Ana e Edgar, por Carla Renata
* Carla Renata
Em um final de tarde de junho eis que me deparo com o casal, Ana e Edgar. A cabeça de ambos, completamente, branca e a pele já marcada pela ação do tempo, faz-me pensar que eles devem ter em torno de 70 anos. Talvez mais.
Fiquei sentada ao longe observando a cumplicidade deles. Ela fazia fotografias do sol. Ele estava fazendo poses. É que para os amantes há sempre um que faz as vezes do sol, brilha, ilumina e prende o outro em sua órbita. Eles alternavam esse lugar.

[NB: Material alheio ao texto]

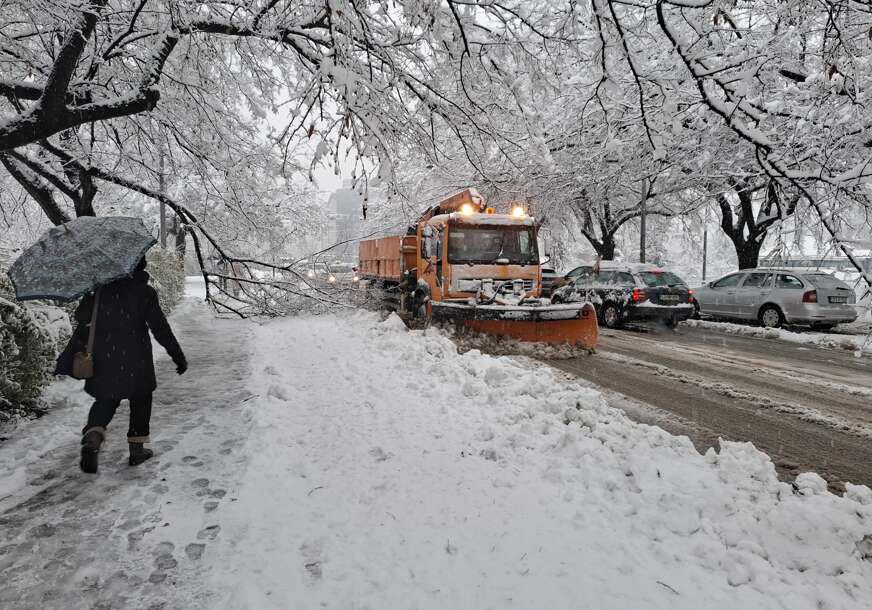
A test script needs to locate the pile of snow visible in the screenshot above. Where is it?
[207,314,872,610]
[683,320,872,356]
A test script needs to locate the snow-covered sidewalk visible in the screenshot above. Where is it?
[0,299,252,610]
[207,314,872,610]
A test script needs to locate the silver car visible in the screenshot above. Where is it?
[694,269,857,330]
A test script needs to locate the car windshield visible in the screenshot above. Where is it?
[448,225,539,265]
[638,271,687,288]
[805,273,850,290]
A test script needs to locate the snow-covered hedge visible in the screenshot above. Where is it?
[145,248,185,315]
[0,268,72,422]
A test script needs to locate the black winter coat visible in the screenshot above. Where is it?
[58,271,185,400]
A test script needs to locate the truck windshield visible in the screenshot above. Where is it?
[448,226,539,265]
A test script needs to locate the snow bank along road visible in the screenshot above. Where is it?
[550,326,872,488]
[0,305,872,610]
[216,314,872,610]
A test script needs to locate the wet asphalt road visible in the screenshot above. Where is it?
[546,326,872,490]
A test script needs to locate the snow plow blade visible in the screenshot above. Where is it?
[431,301,599,349]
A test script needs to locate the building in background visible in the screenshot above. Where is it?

Pensei: o que estavam fazendo ali? era uma praia deserta, destino de poucos, alguns solitários, outros amantes. Eles eram os amantes. Talvez tivessem se reencontrado após tanto tempo afastados, cada um em seu próprio caminho que, agora, havia se cruzado novamente. Estavam vivendo o que antes eram apenas sonhos de planos futuros que haviam sido esquecidos em um passado distante. Não. Não. Talvez comemorassem bodas juntos.
Não. Isso também não.
Eles eram amantes da vida e do cotidiano. O tempo não importava. Naquele dia, estavam apenas vivendo, haviam saído de casa com destino à praia para celebrar o dia, celebrar o Sol.
Sentados na areia estavam Ana e Edgar. Eles conversavam sobre as trivialidades da vida. Falavam dos filhos, dos netos, de como a praia era boa, o sol estava bonito e as fotos pareciam que iria prestar daquela vez. Acho que já haviam tentado fazer fotos antes, sem muito sucesso, mas agora com uma certa experiência para fazê-los mais confiantes nos cliques realizados.
Costumam perguntar por aí qual a receita do amor. Olhando Ana e Edgar, fico pensando: qual a receita? como chegaram ali? Levei tempo para entender essa pergunta sobre “a receita do amor”, somente depois de cozinhar, entendi. O amor costuma ser como uma receita que você, somente você, aprendeu e é capaz de fazer. Digo isso porque, embora existam receitas tradicionais, os grandes segredos que passam por gerações só assim foram feitos, porque a receita original foi aperfeiçoada ao paladar de quem a criou.
Com certa dose de exigência, paciência e talvez alguns fracassos. Foi testando, provando, alterando e revendo as quantidades dos ingredientes até chegar à sensação perfeita de um sabor único, que parece se aconchegar, perfeitamente, a algo de dentro. É a materialização de um saber construído.
Eu não gostava de cozinhar, mas durante a pandemia eu aprendi como é cozinhar. Aprendi também que o amor é esse quentinho que tem por dentro, como o sol que deixa a pele aquecida embora não esteja mais ali e já seja noite, enquanto cozinhamos em pares receitas para ficarem de geração em geração.
Será que Ana e Edgar têm alguma receita?